蝉がうるさく鳴いていて、夕方近くだというのにまだ日差しが強い。
これなら喫茶店の方が良かったか。少し失敗した。
「詩織、大丈夫か? 暑いなら、喫茶店にするが」
「いえ、大丈夫です」
彼女は汗も掻いていないし、顔色も良かった。遊園地では青白い顔でぐったりしていたが、今は問題無さそうだ。
俺達は公園の敷地内に入り、ケヤキの並木道を歩いた。
五メートル近く有りそうな高い木が道の両脇から空を覆うように枝葉を伸ばしており、心地良い日陰ができている。その新緑の自然なトンネルを見て、俺は来て良かったと思った。
「なんだか、森の中を歩いているみたいですね」
「そうだな。こういう場所もいいなあ」
「はい。心が落ち着きますね」
時折、涼しい風が通り抜け、なんだ、彼女とのデートなんてここでいいじゃないかと俺は思ってしまった。
「詩織はどこか、行きたいところはある?」
のんびり歩きながら、隣を歩く彼女に聞く。
「そうですね……賢一さんは、どこか行きたいところは?」
「俺か? ううん、基本、インドアだからなあ」
パッと思いつかない。
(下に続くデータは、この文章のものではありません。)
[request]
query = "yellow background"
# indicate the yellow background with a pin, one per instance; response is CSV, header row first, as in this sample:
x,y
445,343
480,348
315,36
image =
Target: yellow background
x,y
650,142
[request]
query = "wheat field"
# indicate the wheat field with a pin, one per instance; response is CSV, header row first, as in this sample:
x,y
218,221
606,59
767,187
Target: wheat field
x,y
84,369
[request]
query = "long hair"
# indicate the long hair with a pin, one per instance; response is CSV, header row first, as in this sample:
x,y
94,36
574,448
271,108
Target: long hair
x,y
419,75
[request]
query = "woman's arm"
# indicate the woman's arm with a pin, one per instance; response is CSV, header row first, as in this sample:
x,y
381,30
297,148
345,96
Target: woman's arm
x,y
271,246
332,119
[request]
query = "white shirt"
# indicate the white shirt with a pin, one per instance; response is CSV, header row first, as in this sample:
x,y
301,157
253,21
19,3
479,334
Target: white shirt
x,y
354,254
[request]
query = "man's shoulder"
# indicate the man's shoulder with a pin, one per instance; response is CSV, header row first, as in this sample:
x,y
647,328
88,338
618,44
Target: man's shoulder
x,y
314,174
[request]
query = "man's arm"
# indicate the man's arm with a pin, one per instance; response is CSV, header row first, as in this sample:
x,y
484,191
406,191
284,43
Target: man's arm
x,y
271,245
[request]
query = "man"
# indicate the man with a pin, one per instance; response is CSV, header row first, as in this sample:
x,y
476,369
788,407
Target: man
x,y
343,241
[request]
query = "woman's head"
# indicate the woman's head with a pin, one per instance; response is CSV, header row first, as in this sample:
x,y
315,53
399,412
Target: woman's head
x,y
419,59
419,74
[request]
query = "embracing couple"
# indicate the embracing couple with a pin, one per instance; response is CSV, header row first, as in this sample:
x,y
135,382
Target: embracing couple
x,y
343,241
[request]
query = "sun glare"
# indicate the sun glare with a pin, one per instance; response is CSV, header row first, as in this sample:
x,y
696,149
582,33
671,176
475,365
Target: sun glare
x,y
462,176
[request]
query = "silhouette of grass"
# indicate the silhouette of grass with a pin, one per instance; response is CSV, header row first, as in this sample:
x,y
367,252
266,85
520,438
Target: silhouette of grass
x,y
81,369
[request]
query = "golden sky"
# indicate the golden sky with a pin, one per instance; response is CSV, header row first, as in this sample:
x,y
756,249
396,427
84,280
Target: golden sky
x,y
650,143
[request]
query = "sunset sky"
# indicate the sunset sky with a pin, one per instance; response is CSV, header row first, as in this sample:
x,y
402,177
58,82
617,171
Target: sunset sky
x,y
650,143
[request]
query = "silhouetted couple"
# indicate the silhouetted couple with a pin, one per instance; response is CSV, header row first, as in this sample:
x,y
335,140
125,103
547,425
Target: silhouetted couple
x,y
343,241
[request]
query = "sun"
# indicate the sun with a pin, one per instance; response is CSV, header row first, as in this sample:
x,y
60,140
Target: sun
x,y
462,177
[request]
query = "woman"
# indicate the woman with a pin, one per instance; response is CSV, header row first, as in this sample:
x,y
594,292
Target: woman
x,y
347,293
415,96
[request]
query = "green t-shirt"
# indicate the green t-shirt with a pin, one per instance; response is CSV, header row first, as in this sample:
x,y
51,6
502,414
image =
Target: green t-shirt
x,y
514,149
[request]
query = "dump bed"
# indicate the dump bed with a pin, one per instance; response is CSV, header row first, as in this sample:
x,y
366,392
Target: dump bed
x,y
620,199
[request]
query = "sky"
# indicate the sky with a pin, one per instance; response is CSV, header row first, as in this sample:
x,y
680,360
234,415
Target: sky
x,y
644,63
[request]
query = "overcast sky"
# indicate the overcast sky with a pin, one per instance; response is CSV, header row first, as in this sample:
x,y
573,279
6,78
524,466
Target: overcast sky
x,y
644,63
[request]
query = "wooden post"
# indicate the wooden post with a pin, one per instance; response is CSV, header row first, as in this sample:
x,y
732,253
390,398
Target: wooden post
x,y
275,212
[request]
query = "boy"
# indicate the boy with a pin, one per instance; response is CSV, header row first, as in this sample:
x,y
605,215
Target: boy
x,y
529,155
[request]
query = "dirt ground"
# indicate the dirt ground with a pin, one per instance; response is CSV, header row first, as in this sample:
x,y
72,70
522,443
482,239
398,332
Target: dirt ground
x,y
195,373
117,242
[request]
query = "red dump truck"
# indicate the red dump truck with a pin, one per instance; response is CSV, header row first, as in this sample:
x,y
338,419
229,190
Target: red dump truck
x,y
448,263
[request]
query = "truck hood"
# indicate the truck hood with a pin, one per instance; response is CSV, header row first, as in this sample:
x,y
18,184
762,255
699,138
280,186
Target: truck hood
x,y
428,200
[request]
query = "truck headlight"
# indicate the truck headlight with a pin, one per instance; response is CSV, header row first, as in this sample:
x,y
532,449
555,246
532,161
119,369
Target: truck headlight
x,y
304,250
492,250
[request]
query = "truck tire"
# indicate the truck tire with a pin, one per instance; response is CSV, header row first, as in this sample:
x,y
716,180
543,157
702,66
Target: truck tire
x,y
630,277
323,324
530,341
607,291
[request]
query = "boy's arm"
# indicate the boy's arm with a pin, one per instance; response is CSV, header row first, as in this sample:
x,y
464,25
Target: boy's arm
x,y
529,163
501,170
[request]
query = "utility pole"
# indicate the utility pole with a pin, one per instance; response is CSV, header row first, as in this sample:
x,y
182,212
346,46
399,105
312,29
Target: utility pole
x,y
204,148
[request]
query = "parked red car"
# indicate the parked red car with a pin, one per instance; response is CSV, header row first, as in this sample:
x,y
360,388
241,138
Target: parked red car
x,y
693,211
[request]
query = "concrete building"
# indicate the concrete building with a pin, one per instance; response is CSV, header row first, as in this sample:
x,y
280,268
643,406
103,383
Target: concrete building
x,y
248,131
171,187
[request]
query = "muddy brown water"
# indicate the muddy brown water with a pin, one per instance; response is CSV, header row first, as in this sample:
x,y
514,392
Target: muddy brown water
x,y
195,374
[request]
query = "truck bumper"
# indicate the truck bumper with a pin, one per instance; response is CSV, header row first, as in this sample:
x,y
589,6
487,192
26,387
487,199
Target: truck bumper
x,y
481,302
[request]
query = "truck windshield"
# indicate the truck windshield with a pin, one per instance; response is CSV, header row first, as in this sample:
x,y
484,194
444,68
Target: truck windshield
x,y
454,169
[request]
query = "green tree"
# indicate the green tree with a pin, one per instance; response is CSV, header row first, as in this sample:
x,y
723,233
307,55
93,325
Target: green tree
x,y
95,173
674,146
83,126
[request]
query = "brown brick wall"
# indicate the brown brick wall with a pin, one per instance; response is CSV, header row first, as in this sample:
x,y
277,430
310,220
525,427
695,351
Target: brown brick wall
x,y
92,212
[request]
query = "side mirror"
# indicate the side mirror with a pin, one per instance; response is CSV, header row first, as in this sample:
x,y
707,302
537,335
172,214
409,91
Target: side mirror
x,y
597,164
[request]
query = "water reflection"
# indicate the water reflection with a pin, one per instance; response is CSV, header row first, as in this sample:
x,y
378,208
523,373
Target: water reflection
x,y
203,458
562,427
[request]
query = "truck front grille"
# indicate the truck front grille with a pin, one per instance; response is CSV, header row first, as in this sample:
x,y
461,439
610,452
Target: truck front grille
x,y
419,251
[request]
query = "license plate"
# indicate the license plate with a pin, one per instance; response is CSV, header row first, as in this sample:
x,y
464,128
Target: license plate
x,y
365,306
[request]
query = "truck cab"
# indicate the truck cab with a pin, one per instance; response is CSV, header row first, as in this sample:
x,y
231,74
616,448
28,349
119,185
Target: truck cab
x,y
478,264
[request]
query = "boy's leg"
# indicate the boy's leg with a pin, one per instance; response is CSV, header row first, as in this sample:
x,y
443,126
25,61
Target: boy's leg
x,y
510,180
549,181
珠美なら山だ海だとあちこち挙げそうだが。
「私もです」
「アリスが退院したら、ここ、連れてきてやりたいな……も、もちろん、三人で」
途中で嫉妬の矛先がアリスに行く可能性に思い至り、慌てて付け加える。
「もう。そうですね。アリスちゃんと三人で。でも、あの子、お姉さんのほうかも…」
「いや、葵さんが本人だと言っていた。その可能性は無いよ」
俺は真実を伏せてではあるが、否定しておく。
「そうですか。記憶障害って性格まで変わるんでしょうか?」
「まあ、そういうケースもあるんだろうな」
熊川と葵は多重人格という話をしていた。
しかし、どうして精神を病んでしまったのか。分からない。葵に聞いても簡単には教えてくれない気がする。
帰ったら、その方面の医学書を読んでみるか。
「詩織、図書館に寄ってもいいか?」
「ええ、行きましょう。私も今、記憶に関する本を探そうと思ってたところです。ふふっ」
気が合うね。良い彼女だ。大事にしていきたい。